Results and Discussion

Construction and chromosomal integration of gene fusions

To obtain recombinant B. subtilis spores expressing influenza M2e antigen the synthetic M2eH-A-S-H sequence coding tandem repeat of 4 consensus sequence of human—avian—swine—human M2e was fused in frame with the spore coat protein genes cotB, cotC, cgeA and cotZ. The gene fusions retained the natural promoter of the appropriate coat protein gene to ensure proper timing of expression during the sporulation process. Gene fusions were integrated into the B. subtilis chromosome at the non-essential locus amyE. All gene fusions were integrated into the B. subtilis chromosome and individual clones for each transformation were tested by PCR, and named BTL20 (CotC-M2eH-A-S-H), BTL21 (CotB-M2eH-A-S-H), BTL23 (CotB-LINKER-M2eH-A-S-H), BTL22 (CotZ-M2eH-A-S-H), BTL24 (CotZ-LINKER-M2eH-A-S-H), BTL25 (CgeA-M2eH-A-S-H), BTL26 (CgeA-LINKER-M2eH-A-S-H) and used for further analysis.
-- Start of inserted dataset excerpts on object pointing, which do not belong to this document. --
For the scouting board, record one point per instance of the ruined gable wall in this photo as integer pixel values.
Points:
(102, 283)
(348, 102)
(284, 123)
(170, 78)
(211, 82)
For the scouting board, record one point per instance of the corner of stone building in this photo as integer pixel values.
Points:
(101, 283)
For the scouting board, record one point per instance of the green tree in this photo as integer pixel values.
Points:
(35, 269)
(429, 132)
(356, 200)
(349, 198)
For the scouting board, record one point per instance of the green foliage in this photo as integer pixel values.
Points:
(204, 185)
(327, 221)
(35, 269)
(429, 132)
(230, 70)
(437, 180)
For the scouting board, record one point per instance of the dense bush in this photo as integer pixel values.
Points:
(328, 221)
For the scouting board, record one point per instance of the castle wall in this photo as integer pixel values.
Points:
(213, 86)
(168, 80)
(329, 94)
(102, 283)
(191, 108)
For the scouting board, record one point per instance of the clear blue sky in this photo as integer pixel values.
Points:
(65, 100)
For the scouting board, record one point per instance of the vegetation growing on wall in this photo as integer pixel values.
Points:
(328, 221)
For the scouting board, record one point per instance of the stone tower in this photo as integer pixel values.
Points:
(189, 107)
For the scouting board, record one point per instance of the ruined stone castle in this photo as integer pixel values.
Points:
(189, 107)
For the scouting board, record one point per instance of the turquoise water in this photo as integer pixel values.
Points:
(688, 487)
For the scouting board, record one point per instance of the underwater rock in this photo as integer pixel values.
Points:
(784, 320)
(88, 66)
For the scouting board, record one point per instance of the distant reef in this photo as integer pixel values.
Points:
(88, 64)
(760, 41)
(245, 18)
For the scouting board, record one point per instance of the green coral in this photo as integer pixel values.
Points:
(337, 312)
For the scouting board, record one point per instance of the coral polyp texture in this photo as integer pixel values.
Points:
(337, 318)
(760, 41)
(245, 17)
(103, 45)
All of the recombinant strains and isogenic parental strain B. subtilis 168 showed comparable germination efficiencies (Fig 3). This results suggest that genetic recombination done in presented work did not affect the biology and properties of the spores produced by recombinant strains.

Fig 3. Germinantion of recombinant and parental strain induced by L-alanine and AGFK.

Fig 3

Germination was followed by measuring the absorbance decrease at 600 nm of the spore suspension. Data are given as arithmetic mean from three independent experiments.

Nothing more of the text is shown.